Prima dell’attimo fatale fra il bambino e l’uomo si svolge un colloquio che mi ha ricordato gli ultimi istanti dei condannati a morte, la morte di Socrate, con il condannato che consola chi resterà; mi sono anche venuti alla mente gli ultimi minuti di coloro che hanno compiuto il suicidio assistito, così come sono stati raccontati dai parenti.

Ora mi domando e domando: tutto questo è adatto ad un bambino? Ai bambini, non si può,  e non si deve nascondere la realtà della morte, bisogna parlarne nei modi e nei tempi opportuni, che variano secondo le circostanze e i soggetti, non ci sono regole fisse. Qui non siamo di fronte alla morte di un vecchio, o di un malato di qualunque età, o della vittima di un incidente. Qui c’è un bambino che sa che morirà tra pochi istanti, che andrà lui stesso verso il serpente che lo ucciderà. Manifesta la sua paura, di soffrire soprattutto, anche se cerca di consolare l’amico dicendogli che sarà su una stella e che lo guarderà dall’alto, mentre l’amico stesso lo potrà vedere non cercando la sua stellina, troppo piccola, ma guardando l’intero firmamento. Ora questa teoria della sopravvivenza, pseudo poetica, come nello stile di tutto il testo, può bastare a placare l’angoscia di un bambino che legge queste righe? Che tipo di traccia può lasciare nella sua mente? Io stessa, che della morte di persone care, ho avuto dolorosa  esperienza, sono rimasta molto turbata.

Ormai sono passati anni dalla scomparsa del principino, ma sempre  l’aviatore si chiede,

«Che cosa sarà successo sul suo pianeta? Forse la pecora ha mangiato il fiore…»

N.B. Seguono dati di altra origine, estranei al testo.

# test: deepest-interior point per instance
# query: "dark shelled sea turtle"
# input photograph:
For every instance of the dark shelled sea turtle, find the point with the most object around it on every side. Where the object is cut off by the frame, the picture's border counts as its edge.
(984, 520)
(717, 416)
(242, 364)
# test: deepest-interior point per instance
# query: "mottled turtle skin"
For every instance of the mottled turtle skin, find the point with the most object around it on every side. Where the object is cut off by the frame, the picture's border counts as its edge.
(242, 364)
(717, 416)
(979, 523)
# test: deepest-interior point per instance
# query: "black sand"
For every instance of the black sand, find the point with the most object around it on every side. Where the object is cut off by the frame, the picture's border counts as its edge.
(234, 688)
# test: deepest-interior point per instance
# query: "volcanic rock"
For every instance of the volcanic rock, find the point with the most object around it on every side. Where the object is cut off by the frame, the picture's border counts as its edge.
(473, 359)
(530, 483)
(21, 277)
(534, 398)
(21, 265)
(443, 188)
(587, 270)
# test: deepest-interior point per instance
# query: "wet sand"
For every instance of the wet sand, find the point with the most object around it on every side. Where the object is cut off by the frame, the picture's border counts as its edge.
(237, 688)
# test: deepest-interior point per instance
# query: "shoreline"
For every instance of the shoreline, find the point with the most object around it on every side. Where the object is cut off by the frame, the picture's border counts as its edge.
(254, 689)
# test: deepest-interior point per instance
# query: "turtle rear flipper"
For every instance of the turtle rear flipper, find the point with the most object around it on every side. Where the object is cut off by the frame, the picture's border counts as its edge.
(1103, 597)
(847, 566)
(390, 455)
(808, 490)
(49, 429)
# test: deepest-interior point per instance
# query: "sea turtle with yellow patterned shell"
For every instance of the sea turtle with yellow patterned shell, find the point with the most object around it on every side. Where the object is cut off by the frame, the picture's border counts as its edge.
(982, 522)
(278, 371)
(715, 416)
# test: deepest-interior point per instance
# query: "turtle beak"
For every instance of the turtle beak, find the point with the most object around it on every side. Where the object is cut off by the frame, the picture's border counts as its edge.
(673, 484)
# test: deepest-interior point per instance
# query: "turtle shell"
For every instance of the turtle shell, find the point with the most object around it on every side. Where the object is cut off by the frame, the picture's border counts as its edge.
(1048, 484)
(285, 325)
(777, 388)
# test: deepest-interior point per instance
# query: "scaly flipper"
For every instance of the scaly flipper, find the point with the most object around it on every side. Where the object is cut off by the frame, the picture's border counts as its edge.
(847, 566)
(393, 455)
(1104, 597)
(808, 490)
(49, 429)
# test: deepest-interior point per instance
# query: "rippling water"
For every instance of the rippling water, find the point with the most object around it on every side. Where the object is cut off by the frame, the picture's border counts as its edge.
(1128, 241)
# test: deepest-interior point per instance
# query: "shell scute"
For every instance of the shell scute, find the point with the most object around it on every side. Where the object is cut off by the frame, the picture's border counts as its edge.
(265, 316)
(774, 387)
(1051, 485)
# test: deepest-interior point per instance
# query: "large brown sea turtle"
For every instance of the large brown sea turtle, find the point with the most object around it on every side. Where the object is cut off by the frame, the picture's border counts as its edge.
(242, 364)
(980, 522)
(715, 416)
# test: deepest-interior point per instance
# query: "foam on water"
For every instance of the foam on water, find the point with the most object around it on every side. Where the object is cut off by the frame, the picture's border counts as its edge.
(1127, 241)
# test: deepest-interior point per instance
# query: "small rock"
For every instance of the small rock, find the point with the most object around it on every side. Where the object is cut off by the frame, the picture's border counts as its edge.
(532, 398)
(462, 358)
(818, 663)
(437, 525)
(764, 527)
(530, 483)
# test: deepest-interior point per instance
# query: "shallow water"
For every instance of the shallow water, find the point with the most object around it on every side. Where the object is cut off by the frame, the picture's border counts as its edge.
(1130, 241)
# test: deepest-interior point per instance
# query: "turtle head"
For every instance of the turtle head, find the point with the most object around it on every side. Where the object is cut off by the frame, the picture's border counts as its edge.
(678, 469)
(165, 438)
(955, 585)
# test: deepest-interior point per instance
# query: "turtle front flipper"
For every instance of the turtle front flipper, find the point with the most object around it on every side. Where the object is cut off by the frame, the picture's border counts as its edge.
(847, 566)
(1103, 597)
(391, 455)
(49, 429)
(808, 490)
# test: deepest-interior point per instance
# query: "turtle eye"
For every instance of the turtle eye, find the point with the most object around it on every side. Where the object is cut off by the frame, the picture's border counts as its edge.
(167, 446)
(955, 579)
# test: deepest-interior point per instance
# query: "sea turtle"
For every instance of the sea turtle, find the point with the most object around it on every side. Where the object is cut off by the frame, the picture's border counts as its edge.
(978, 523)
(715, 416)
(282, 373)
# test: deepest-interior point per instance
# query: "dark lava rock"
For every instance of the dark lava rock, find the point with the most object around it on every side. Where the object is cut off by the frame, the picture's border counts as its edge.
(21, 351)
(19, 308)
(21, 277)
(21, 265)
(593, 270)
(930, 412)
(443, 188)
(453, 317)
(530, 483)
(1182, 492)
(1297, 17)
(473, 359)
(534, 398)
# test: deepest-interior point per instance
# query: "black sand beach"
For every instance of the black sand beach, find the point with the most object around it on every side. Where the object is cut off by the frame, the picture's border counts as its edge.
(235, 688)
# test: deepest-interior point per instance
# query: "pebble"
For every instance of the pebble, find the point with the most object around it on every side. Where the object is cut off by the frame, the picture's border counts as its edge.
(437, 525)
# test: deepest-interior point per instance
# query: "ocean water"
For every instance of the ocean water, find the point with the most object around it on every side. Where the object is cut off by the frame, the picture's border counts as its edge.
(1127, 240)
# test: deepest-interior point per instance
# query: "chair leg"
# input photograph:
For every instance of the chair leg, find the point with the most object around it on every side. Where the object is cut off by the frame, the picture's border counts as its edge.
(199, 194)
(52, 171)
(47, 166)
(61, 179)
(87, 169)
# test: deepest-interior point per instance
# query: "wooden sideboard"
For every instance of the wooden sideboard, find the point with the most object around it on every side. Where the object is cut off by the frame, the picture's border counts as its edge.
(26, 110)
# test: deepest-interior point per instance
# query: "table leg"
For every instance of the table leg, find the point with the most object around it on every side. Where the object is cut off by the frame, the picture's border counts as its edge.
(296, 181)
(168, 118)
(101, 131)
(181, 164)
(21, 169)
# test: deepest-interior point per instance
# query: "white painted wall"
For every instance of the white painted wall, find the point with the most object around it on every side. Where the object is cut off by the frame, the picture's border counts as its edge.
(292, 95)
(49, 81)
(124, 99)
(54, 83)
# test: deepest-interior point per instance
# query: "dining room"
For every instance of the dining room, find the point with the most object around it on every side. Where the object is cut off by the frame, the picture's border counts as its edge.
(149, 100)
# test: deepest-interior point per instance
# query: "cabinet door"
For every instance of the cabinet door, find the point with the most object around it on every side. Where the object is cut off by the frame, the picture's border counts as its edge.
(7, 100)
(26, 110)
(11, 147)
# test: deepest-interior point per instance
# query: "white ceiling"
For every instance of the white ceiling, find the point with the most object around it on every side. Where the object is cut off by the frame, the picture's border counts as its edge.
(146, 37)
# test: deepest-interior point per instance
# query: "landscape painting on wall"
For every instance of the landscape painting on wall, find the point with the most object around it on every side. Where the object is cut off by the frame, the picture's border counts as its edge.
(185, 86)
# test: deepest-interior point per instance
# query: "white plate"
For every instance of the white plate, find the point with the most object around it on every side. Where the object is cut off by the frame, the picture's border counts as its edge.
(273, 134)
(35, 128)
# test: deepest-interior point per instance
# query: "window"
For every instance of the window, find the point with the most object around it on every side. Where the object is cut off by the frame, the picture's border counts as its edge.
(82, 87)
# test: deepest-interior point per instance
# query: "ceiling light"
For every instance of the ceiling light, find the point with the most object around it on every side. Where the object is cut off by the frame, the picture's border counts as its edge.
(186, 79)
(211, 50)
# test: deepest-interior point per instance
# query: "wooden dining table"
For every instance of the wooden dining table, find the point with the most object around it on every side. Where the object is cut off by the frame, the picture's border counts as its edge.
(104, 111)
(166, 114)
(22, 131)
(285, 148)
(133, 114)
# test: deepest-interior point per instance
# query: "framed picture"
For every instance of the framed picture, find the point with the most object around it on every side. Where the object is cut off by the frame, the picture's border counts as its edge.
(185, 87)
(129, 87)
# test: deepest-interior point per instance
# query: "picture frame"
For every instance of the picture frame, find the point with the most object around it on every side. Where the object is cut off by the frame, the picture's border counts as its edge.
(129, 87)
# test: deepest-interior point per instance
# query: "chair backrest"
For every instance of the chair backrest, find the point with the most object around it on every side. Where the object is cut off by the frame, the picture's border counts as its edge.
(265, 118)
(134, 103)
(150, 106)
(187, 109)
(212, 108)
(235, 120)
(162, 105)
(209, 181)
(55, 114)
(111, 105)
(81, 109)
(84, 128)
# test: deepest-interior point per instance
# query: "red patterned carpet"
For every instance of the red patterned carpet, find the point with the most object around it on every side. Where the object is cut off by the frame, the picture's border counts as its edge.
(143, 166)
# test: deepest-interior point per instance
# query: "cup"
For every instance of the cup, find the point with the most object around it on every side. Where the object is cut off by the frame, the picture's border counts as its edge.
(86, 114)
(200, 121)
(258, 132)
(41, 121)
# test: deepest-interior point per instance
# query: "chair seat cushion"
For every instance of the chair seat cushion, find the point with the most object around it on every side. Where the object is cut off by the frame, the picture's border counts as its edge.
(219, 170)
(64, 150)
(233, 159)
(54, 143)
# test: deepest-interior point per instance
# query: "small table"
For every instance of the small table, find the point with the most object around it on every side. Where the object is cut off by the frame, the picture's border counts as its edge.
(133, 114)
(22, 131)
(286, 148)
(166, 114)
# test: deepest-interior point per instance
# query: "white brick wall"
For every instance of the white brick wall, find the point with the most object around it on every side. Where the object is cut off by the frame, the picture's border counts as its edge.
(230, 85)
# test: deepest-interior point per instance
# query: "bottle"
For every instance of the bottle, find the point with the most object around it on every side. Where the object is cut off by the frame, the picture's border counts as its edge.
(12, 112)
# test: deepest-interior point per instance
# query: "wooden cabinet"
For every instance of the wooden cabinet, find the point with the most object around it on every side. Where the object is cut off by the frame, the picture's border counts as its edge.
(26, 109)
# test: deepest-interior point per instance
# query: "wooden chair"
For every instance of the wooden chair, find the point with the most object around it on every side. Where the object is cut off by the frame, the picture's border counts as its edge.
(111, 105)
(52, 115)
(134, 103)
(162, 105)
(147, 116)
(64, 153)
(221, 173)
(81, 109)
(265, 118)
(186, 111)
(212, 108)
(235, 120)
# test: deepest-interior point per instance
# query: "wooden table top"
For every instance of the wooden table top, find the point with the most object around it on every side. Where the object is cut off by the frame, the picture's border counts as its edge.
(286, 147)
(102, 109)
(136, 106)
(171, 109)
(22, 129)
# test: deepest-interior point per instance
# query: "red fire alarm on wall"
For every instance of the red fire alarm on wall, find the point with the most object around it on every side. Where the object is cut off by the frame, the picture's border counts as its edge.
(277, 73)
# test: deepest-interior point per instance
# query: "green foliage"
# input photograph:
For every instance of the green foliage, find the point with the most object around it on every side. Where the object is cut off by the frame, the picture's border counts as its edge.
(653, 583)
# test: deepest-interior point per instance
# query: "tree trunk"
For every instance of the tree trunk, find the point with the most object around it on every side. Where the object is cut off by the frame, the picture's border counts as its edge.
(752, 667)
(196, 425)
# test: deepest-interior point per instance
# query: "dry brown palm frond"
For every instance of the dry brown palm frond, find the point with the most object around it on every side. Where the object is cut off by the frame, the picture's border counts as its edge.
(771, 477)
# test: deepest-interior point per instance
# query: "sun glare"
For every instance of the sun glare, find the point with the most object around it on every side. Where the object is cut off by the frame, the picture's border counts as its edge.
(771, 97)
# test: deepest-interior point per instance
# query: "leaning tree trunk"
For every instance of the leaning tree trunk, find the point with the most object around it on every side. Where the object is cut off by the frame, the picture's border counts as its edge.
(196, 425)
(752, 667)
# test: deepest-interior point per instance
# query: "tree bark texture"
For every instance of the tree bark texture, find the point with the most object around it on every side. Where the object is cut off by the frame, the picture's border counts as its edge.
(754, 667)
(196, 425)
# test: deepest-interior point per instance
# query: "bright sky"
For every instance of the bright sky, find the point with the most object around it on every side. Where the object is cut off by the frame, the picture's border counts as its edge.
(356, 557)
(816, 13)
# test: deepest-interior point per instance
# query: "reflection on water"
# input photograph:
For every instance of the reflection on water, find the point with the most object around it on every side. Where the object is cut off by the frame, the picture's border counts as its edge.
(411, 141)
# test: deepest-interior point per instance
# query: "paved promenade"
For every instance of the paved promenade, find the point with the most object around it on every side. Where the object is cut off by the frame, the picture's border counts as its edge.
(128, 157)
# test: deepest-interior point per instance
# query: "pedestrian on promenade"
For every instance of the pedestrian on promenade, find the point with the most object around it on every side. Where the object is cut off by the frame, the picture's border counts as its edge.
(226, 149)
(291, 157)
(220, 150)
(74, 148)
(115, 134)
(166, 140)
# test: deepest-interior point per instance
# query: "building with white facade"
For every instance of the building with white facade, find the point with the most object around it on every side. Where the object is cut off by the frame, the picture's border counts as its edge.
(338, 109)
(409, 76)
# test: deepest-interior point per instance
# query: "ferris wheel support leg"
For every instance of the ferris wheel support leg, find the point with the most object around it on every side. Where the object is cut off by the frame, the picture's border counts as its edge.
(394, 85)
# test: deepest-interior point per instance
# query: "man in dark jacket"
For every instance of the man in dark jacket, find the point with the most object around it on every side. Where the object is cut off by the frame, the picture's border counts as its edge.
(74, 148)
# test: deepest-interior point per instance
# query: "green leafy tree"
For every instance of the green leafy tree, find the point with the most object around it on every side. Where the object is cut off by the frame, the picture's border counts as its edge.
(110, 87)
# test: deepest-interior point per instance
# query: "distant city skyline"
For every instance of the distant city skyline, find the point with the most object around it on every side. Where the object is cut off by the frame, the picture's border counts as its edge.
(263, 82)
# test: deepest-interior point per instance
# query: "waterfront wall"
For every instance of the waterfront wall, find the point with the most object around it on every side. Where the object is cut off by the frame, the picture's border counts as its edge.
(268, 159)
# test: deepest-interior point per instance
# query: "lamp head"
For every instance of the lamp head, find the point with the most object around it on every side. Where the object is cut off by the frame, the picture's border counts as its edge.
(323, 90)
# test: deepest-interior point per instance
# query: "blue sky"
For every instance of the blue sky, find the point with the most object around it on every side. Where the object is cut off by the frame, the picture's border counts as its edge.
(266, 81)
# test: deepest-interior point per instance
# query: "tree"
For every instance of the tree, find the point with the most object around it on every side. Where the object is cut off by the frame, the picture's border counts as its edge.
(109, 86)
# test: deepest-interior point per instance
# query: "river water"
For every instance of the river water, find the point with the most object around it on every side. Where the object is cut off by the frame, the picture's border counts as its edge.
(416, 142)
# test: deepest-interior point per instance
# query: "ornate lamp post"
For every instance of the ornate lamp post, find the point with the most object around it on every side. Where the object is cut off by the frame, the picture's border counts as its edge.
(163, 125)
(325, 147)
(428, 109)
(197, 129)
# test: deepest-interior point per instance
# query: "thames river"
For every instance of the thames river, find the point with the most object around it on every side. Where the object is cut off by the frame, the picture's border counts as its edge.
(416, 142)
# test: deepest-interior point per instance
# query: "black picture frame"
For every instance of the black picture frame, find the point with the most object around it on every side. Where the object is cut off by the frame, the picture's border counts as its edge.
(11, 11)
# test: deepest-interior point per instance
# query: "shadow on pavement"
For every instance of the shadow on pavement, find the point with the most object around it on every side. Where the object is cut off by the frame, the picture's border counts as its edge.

 Tal altra mi dico: «Certamente no! Il piccolo principe mette il suo fiore tutte le notti sotto la sua campana di vetro, e sorveglia bene la sua pecora…» Allora sono felice. E tutte le stelle ridono dolcemente. […] Guardate il cielo e domandatevi: la pecora ha mangiato o non ha mangiato il fiore? E vedrete che tutto cambia…

E la conclusione?

Ma i grandi non capiranno mai che questo abbia tanta importanza. Appunto!